Tagliatelle with Leeks and Prosciutto, topped with Pangrattato

This is one of my family's favourite pasta dishes. It's actually adapted from Jamie Oliver's recipe.

The pasta is enhanced by a topping of pangrattato, etymology of which is from pane (bread) and grattato (grated). I read somewhere that this was the poor Italian man's substitute for parmesan cheese, which was a more expensive commodity. Pangrattato is made from dried mushroom, breadcrumbs, rosemary and garlic.  In Jamie's recipe, he uses dried porcini mushrooms, but since that is very expensive here in Singapore, I just use dried shitake mushrooms and it's fine.


The dish doesn't use as much pasta as other pasta dishes because half of it is made of leeks.



TAGLIATELLE WITH LEEKS & PROSCIUTTO, TOPPED WITH PANGRATTATO

Ingredients for the Pangrattato:
1 tablespoon oil
3 pieces dried shitake mushroom, ground
1/2 cup Japanese dried breadcrumbs
1 stem of fresh rosemary, chopped finely
3 cloves of garlic, minced
salt to taste

Ingredients for the Pasta:
125 grams tagliatelle noodles (I used a combination of plain and spinach flavoured; any will do)

1 bundle of leeks, chopped 1 cm"


1 head garlic, sliced
1 onion, chopped roughly
1 cup white wine
1 bundle of fresh thyme, removed from stems
1 chicken bouillon
1 tablespoon olive oil
Equivalent of 1 cup of Prosciutto ham (or bacon, if you want a cheaper alternative)

Procedure for Pangrattato:
1. Grind the dried mushroom.
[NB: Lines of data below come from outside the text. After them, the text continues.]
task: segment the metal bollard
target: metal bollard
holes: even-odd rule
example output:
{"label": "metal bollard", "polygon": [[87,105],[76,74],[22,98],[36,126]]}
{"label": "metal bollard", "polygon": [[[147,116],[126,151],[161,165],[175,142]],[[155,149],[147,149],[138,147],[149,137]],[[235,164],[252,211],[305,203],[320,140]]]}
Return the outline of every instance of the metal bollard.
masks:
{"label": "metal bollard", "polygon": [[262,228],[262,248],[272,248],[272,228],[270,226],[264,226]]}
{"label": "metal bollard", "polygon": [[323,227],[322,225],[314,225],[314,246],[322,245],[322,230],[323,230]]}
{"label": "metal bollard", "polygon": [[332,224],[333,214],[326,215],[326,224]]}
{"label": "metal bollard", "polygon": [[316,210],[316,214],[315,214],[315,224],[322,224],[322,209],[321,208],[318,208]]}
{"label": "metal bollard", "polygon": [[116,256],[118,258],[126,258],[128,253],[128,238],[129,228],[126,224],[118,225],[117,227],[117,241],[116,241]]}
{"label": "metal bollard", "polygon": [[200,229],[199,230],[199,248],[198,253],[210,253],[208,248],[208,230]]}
It's ok if it is not powder fine. Set aside.



2. In a hot pan, heat the oil and sauté the garlic and chopped, fresh rosemary until fragrant and the garlic is light brown.


3. Add the dried, ground mushroom and sauté. If the mix becomes too dry, add a little oil, but not too much that it makes the mix soggy. Saute until mushroom is light brown.
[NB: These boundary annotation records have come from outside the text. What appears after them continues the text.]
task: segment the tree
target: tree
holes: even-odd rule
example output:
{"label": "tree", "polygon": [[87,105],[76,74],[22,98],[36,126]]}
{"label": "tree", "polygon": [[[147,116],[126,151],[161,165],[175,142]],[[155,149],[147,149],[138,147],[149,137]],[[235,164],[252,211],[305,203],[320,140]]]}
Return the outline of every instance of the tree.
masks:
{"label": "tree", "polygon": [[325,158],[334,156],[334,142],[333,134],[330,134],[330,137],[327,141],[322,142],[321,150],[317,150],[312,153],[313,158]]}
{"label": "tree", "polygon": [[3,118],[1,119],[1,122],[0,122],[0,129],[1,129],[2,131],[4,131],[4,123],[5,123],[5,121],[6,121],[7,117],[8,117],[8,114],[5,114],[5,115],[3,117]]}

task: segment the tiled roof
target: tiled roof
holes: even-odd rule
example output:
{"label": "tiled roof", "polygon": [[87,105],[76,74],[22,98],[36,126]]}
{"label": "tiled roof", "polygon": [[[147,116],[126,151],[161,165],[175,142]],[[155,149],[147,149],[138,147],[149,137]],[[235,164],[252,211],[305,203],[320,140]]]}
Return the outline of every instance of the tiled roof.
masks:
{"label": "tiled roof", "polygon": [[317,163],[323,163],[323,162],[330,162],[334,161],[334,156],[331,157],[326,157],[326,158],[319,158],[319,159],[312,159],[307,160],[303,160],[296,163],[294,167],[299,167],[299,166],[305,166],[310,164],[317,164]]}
4. Add the Japanese breadcrumbs and mix well. Saute until breadcrumbs turn brown too.


5.  Season with salt. Set aside. Store extra in an airtight container. This can be used up to 3 months.


Procedure for Pasta:

1.  Saute the garlic and onion in hot oil, in a deep pot. Once the onions are translucent and the garlic is light brown, add the leeks.  Add the white wine and sauté. Cover for 1 minute.


2.  Add the thyme. Mix well.



3. Get the strips of prosciutto and put them on top of the leek mixture. Cover the pan for 30 seconds. Turn over the strips to cook the other side. Once cooked, take them out, lay them onto a chopping board and chop them into small strips.
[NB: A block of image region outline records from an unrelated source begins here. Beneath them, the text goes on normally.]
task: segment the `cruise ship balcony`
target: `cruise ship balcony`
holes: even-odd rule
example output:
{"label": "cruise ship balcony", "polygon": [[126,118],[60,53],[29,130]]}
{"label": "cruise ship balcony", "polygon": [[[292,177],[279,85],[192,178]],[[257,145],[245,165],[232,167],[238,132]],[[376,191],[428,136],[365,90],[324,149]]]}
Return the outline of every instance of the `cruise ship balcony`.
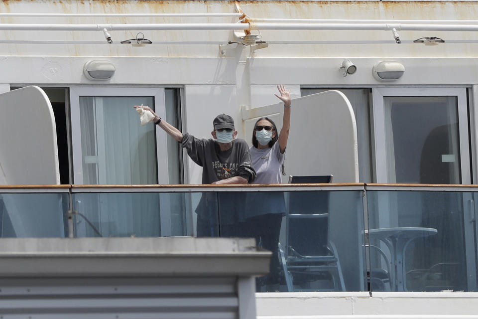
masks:
{"label": "cruise ship balcony", "polygon": [[477,196],[456,185],[4,185],[0,230],[255,237],[273,252],[258,292],[476,292]]}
4. After you remove the prosciutto, the leek mixture will look like this. The flavours will be infused and the leeks will be soft. Add the chicken bouillon. Make sure the mix is not dry. If it is too dry, add more wine.


5. In a separate pot, heat water into a rolling boil and cook the pasta. Once al dente, add the noodles into the leek mixture and mix well.


6. Add the chopped prosciutto. Mix well. Serve hot and topped with pangrattato.